La fine del 10: tra mancanza di investimenti e strutture inadatte
A contribuire a questa involuzione, collabora senz’altro il processo di industrializzazione di tante città, la quale ha indubbiamente comportato la sempre più quasi desertificazione di aree, strade e luoghi aperti finalizzati ad esprimere la propria indole calcistica, ormai sempre più limitata e vincolata ai veri e propri campi da gioco. A ben vedere, sembrerebbe quasi che tale “aridità territoriale” si evolva di pari passo con la sempre più ingombrante carenza di estro e fantasia che tanto qualificava le vecchie generazioni di calciatori, un processo sempre più irrevocabile visto che tale trend negativo di certo non si appresta ad arrestarsi. A tale situazione si aggiunge la sempre più escalation che sta portando ad investire sempre meno nei settori giovanili e in idonee strutture formative, tutti inequivocabili elementi che indirizzano e cooperano ad affermare questo decrescente andamento generazionale di talenti.
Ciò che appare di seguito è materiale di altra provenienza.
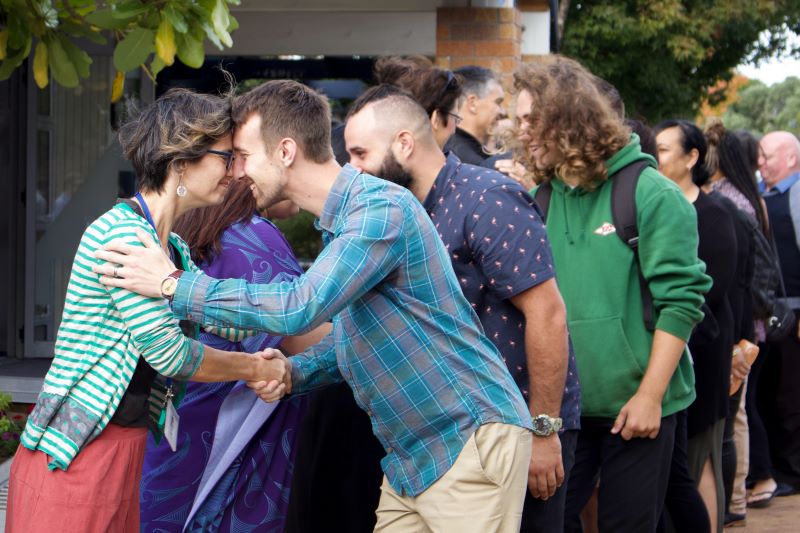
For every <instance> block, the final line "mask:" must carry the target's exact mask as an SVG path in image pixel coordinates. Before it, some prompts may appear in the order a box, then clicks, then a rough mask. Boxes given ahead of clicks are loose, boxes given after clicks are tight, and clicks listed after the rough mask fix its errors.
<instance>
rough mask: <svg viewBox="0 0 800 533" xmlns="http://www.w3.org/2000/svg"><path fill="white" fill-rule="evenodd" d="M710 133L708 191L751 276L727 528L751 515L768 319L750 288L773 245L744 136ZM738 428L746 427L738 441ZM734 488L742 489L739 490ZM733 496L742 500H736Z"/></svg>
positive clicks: (740, 361) (732, 408) (733, 434)
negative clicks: (733, 224)
mask: <svg viewBox="0 0 800 533" xmlns="http://www.w3.org/2000/svg"><path fill="white" fill-rule="evenodd" d="M705 135H706V139H707V140H708V146H709V156H708V158H707V164H706V166H707V168H708V171H709V173H710V174H711V180H710V181H709V183H708V184H707V185H706V190H707V191H710V192H712V193H713V194H714V195H715V196H716V197H718V198H720V199H721V200H725V201H724V202H723V205H725V206H727V207H728V208H729V212H731V213H732V214H733V215H734V218H735V221H736V222H737V236H739V255H742V254H743V253H745V254H747V257H746V258H745V261H746V264H747V273H746V274H745V275H744V276H740V278H739V279H738V281H737V283H736V286H735V287H734V290H733V291H732V293H731V296H732V297H733V296H734V294H736V295H738V297H739V302H738V304H740V305H737V301H736V300H733V299H732V300H731V303H732V304H733V306H734V308H733V309H734V315H735V317H734V318H735V320H734V325H735V332H734V342H737V338H738V339H739V340H738V342H737V345H736V346H735V347H734V350H733V358H732V359H731V363H732V364H731V389H730V391H731V395H730V399H729V404H728V417H727V419H726V421H725V436H724V442H723V477H724V482H725V502H726V505H725V524H726V525H728V524H733V523H744V521H745V517H746V511H747V502H746V490H745V478H746V476H747V470H748V465H749V457H748V456H749V453H750V449H749V448H750V447H749V441H748V435H747V431H748V430H747V427H748V423H747V414H746V412H745V394H744V391H745V390H746V383H747V376H748V374H749V373H750V369H751V364H752V363H753V358H755V357H756V356H757V355H758V352H759V348H758V346H757V345H756V344H753V343H756V342H759V343H763V342H764V339H765V328H764V321H763V319H759V318H757V317H756V313H755V310H754V306H753V294H752V291H751V287H752V286H753V283H754V279H755V278H754V271H755V269H756V268H758V267H759V262H758V261H756V248H757V246H767V248H769V246H768V243H769V241H768V238H767V236H768V228H767V217H766V213H765V211H764V209H763V208H762V206H761V199H760V197H759V194H758V190H757V188H756V182H755V177H754V175H753V172H752V170H751V169H750V168H748V163H747V161H746V158H745V152H746V148H745V147H744V145H743V143H742V142H741V140H740V138H739V137H738V136H737V135H735V134H733V133H731V132H728V131H727V130H726V129H725V126H724V125H723V124H722V122H721V121H719V120H712V121H711V122H710V123H709V125H708V126H707V127H706V130H705ZM757 156H758V152H757V151H756V153H755V157H757ZM737 424H738V425H739V426H741V427H742V429H741V430H740V437H739V438H738V439H736V438H735V432H736V426H737ZM735 488H738V490H736V491H735ZM734 495H736V496H737V497H736V498H734Z"/></svg>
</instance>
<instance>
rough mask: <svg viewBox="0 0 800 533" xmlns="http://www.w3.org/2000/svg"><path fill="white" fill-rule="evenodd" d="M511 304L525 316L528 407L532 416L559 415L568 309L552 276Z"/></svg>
mask: <svg viewBox="0 0 800 533" xmlns="http://www.w3.org/2000/svg"><path fill="white" fill-rule="evenodd" d="M511 303H512V304H513V305H514V306H515V307H516V308H517V309H519V310H520V311H521V312H522V314H523V315H524V316H525V354H526V358H527V363H528V383H529V395H528V407H529V409H530V411H531V414H532V415H533V416H536V415H540V414H547V415H550V416H558V414H559V412H560V411H561V398H562V396H563V395H564V384H565V382H566V379H567V365H568V362H569V338H568V333H567V311H566V308H565V307H564V301H563V299H562V298H561V293H560V292H559V290H558V286H557V285H556V282H555V279H549V280H547V281H545V282H543V283H541V284H539V285H536V286H534V287H531V288H530V289H528V290H526V291H524V292H522V293H519V294H517V295H516V296H514V297H512V298H511Z"/></svg>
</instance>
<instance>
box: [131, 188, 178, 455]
mask: <svg viewBox="0 0 800 533" xmlns="http://www.w3.org/2000/svg"><path fill="white" fill-rule="evenodd" d="M135 197H136V200H138V201H139V205H141V206H142V211H143V212H144V218H145V219H147V222H149V223H150V225H151V226H153V229H154V230H156V234H158V229H157V228H156V223H155V221H154V220H153V217H152V215H151V214H150V209H149V208H148V207H147V202H145V201H144V198H142V195H141V193H138V192H137V193H136V196H135ZM168 248H169V251H170V256H172V262H173V263H174V262H175V257H174V256H173V254H172V248H171V247H170V246H169V245H168ZM166 385H167V392H166V394H165V396H164V416H165V418H164V437H165V438H166V439H167V442H168V443H169V447H170V448H171V449H172V451H173V452H174V451H177V449H178V424H179V423H180V421H181V417H180V415H179V414H178V411H177V410H176V409H175V406H174V405H173V404H172V398H173V397H174V396H175V393H174V392H173V390H172V379H171V378H168V379H167V383H166Z"/></svg>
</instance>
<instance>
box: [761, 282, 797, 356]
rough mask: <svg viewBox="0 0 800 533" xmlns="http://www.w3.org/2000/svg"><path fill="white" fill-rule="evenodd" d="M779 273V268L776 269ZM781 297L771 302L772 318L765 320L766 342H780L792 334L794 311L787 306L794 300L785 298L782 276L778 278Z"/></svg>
mask: <svg viewBox="0 0 800 533" xmlns="http://www.w3.org/2000/svg"><path fill="white" fill-rule="evenodd" d="M778 271H779V272H780V267H778ZM780 289H781V295H780V297H777V298H775V299H774V300H773V306H772V316H771V317H769V318H768V319H767V320H766V329H767V341H768V342H780V341H782V340H783V339H785V338H786V337H788V336H789V335H792V334H794V331H795V325H796V323H797V320H796V319H795V316H794V309H792V306H791V305H790V304H789V302H790V300H795V298H787V297H786V288H785V287H784V286H783V276H781V277H780Z"/></svg>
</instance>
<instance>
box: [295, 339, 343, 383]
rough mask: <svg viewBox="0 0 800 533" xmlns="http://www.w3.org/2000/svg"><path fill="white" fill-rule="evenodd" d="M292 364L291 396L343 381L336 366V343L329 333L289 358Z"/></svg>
mask: <svg viewBox="0 0 800 533" xmlns="http://www.w3.org/2000/svg"><path fill="white" fill-rule="evenodd" d="M289 361H291V363H292V394H300V393H304V392H309V391H311V390H314V389H318V388H320V387H324V386H326V385H332V384H334V383H340V382H341V381H343V378H342V374H341V373H340V372H339V367H338V365H337V364H336V341H335V340H334V338H333V333H329V334H328V335H326V336H325V338H323V339H322V340H321V341H319V342H318V343H317V344H315V345H314V346H311V347H309V348H308V349H306V350H305V351H304V352H303V353H299V354H297V355H295V356H292V357H290V358H289Z"/></svg>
I numeri 10 del passato “giganti” solo sul campo
“Non vorrei mai che la Juventus ritirasse la mia maglia numero 10, dev’essere indossata e non ritirata. Non vorrei mai togliere assolutamente la speranza e il sogno a tantissimi ragazzini di poter vestire un giorno quella maglia”; recitava cosi ormai più di 10 anni fa la storico e iconico capitano bianconero Alessandro Del Piero nel giorno del suo ritiro dal calcio giocato, una frase che riecheggia ancor oggi, perché quel numero, talvolta include sotto di sé tantissime ragioni che spingono molti ragazzi a coltivare questo sogno. Un numero che dà sempre investe colui che lo indossa di un ruolo ben diverso da tutti gli altri, non un ruolo qualunque, bensì IL ruolo, il leader tecnico, semplicemente “il più forte” come avremmo ripetuto milioni di volte da piccoli, un ruolo che evoluzione tattica o meno non può estinguersi perché in uno scenario simile a rimetterci non sarebbe più un club, bensì un’intera generazione di ragazzi che vedrebbe svanire, sfumare il sogno di deliziare con giocate funamboliche i propri tifosi, giocate che da sole valgono l’intero prezzo del biglietto, perché è proprio di questo che il vero tifoso si nutre, si appassiona fino all’identificarsi totalmente con questo sport. Riportare in alto il movimento calcistico è diventata più che una semplice prerogativa visti i recenti e sconfortanti risultati, tesi che porta di conseguenza ad un’unica e indiscussa conclusione: valorizzare e sgrezzare il talento racchiuso sotto i muscoli, per divertirsi e farci divertire e magari risollevare le sorti del nostro movimento calcistico.